The remarks came days after Aleppo saw deadly clashes between the two sides before their respective leaders ordered a ceasefire.
In March, Abdi signed a deal with Syrian President Ahmed Al-Sharaa to merge the Kurds’ semi-autonomous administration into the government by year’s end, but differences have held up its implementation.
Abdi said the Syrian Democratic Forces (SDF), the Kurds’ de facto army, remained committed to the deal, adding in a statement that the two sides were working toward “mutual understanding” on military integration and counter-terrorism, and pledging further meetings with Damascus.
Downplaying the year-end deadline, he said the deal “did not specify a time limit for its ending or for the return to military solutions.”
He added that “all efforts are being made to prevent the collapse of this process” and that he considered failure unlikely.
Abdi also repeated the SDF’s demand for decentralization, which has been rejected by Syria’s Islamist authorities, who took power after ousting longtime ruler Bashar Assad last year.

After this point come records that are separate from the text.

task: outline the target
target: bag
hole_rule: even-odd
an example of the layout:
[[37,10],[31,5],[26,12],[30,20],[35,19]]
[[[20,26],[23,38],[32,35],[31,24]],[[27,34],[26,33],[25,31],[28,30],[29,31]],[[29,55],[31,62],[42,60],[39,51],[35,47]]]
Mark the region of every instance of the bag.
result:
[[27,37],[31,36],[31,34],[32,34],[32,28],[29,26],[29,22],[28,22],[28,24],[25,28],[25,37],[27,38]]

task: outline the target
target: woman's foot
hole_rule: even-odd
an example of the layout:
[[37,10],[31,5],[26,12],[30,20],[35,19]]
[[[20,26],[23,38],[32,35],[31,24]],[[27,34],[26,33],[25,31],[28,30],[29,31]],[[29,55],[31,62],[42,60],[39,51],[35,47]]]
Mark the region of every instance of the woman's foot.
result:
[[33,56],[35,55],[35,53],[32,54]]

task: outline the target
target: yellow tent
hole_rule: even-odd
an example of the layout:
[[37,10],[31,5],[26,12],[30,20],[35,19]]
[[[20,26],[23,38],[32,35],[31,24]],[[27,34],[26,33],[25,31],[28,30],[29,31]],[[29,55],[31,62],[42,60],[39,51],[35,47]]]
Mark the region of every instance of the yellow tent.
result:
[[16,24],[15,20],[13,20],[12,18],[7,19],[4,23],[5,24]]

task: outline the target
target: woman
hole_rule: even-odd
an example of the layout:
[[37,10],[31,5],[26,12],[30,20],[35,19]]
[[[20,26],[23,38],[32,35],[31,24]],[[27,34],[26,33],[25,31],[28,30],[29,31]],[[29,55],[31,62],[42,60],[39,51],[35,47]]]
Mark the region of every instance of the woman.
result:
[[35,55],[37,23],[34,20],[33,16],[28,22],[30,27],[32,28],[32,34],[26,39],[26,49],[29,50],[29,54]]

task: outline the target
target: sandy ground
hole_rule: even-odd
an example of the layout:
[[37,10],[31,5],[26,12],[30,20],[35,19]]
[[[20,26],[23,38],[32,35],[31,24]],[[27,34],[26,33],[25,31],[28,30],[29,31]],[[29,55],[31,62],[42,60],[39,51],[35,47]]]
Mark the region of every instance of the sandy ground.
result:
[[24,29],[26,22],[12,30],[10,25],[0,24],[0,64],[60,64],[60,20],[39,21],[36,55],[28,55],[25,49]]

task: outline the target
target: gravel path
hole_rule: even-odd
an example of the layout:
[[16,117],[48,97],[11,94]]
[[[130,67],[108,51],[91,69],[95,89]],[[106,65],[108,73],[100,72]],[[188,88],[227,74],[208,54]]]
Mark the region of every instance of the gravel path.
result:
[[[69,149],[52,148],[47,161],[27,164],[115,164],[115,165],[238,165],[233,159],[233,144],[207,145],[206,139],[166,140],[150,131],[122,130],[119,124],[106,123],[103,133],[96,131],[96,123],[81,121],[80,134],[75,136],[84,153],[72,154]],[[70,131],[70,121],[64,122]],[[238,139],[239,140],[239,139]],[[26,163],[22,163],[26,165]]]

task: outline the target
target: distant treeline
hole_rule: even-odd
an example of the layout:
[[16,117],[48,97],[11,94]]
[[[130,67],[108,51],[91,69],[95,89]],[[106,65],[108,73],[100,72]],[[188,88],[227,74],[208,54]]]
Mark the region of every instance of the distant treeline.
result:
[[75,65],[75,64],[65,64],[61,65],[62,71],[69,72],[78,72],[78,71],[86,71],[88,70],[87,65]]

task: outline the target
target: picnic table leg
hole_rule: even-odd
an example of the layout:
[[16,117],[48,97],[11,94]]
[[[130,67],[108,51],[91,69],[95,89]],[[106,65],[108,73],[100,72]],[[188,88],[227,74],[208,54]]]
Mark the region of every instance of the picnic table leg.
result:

Turkiye, an important ally of Syria’s new leaders, sees the presence of Kurdish forces on its border as a security threat.
In Damascus this week, Turkish Foreign Minister Hakan Fidan stressed the importance of the Kurds’ integration, having warned the week before that patience with the SDF “is running out.”
The SDF control large swathes of the country’s oil-rich north and northeast, and with the support of a US-led international coalition, were integral to the territorial defeat of the Daesh group in Syria in 2019.
Syria last month joined the anti-IS coalition and has announced operations against the jihadist group in recent days.